共有ではなく奉仕
リードを学ぶにあたっては、ステップや手わざを憶える前に、まず目標を高いところに設定するのが良いと思います。
「優れたリーダーは、一般的によく言われる『パートナーと一曲を共有する』を念頭には置かない。」
「共有じゃなく、パートナーが気持ちよく、楽しく踊ることを第一に考えて、自分自身がダンスを楽しもうという思いは一先ず捨てる。」
「リードを学ぶ目的は、パートナーが喜んでいることを喜べる人になること。」
全員がこれを最初に頭に入れた上でリードを学べば、フォロワーを乱暴に引っ張り回すリーダーはこの世からいなくなります。
steps: WCS & Salsa in Nagoya ブログ
『フレームで感じるパートナーの心』2014/06/15
天地との feeler は体軸。
では、パートナーと自分を結ぶ feeler は…?
それはフレームです。
特にそれを強く感じるのは、クローズドポジションで女性の背中に回した男性の右手。
手のひらはもちろんですが、腕全体。そして、その上に重ねられた女性の左腕までが最も重要な feeler になります。
サルサのようにビートに合わせてステップタイミングが決められた踊りだとピンとこないかもしれませんが、
“いつ”
“どの方向に”
“どのように”踏み出すか分からないダンスでは、男女が心を一つにするためにフレームがどれほど重要な役割を担っているかが分かります。
以前、WCSの Ben Morris & Jennifer Deluca のワークショップで、音楽もカウントもない状態で「いかに男性がスタートの一歩を女性に伝えるか」という練習をしたことがあります。
実際には踏み出す足の一つ前のタイミングで、反対側の足に体重を乗せればいいのですが、、、
ローテーションで Jennifer と組んだ私は、体軸とフレーム感覚で彼女に見込まれたのか、ローテからしばらく離れて、もっと高度なことを課されたのです。
それは、私自身のタイミングでスタートを切るのではなく、彼女の心の動きを読み取って彼女のタイミングでスタートすること。

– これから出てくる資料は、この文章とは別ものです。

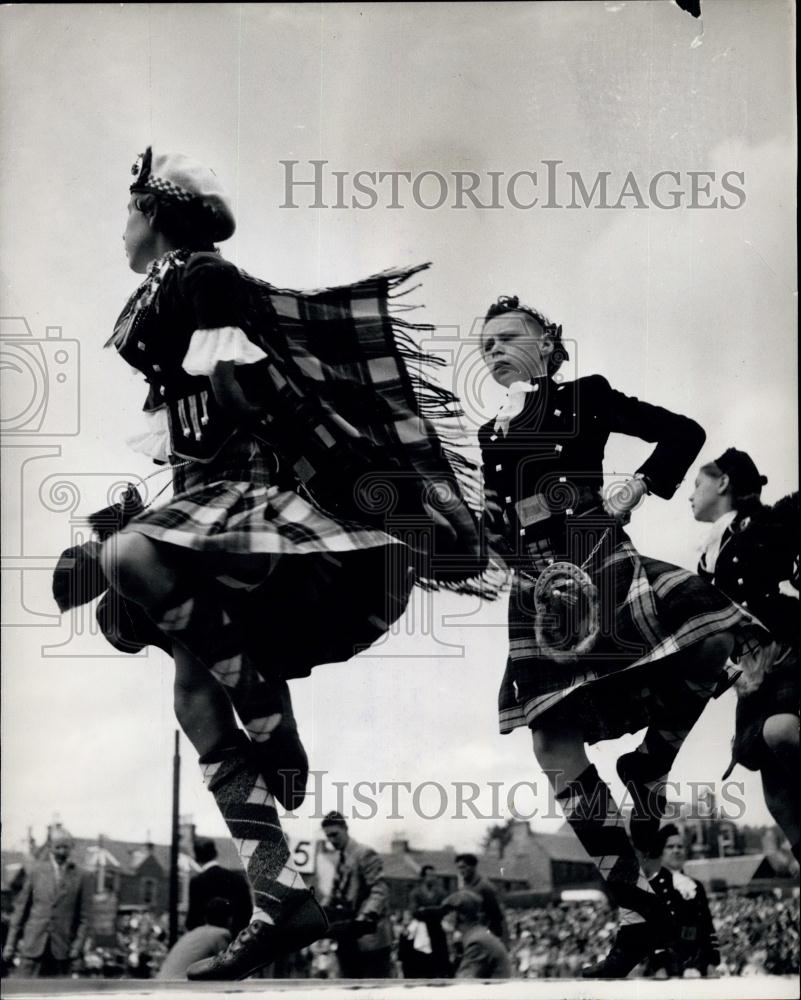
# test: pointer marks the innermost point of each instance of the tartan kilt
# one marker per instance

ところが、彼女は見てはっきり分かるような体重移動はしません。
最初は当てずっぽで適当にスタートをリードしました。
もちろん、そんなものが当たるわけもなく、「No.」「No.」の繰り返しでした。ところが、何度もやっているうちにフレームを通して、彼女の体内から鼓動とは違うもう一つのパルスがかすかに聴こえてきたのです。
心を澄ますと、それはまるで左右に揺れるメトロノームのように、ビジュアルとしてイメージできるほどになりました。

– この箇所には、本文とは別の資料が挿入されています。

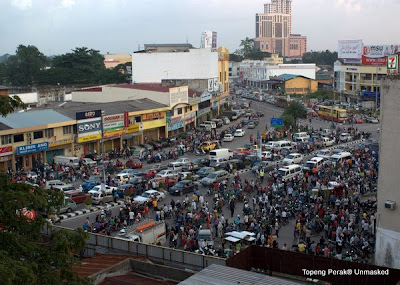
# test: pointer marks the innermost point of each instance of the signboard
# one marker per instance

メトロノームに合わせて私は片方の足に体重を乗せ、次に反対側に一歩を踏み出すことができたのです。
もちろん、彼女の答えは「Yes!」。
サルサはテンポが速すぎて踊り出す前にこういう「儀式」を行う環境も心の余裕もありませんが、ゆっくりめな曲の時に男性は一度やってみてください。
たとえ結果として女性の体内パルスが分からなくても、それをやったことで一曲を踊り終えるまでの踊り心地が必ず違ってくると思います。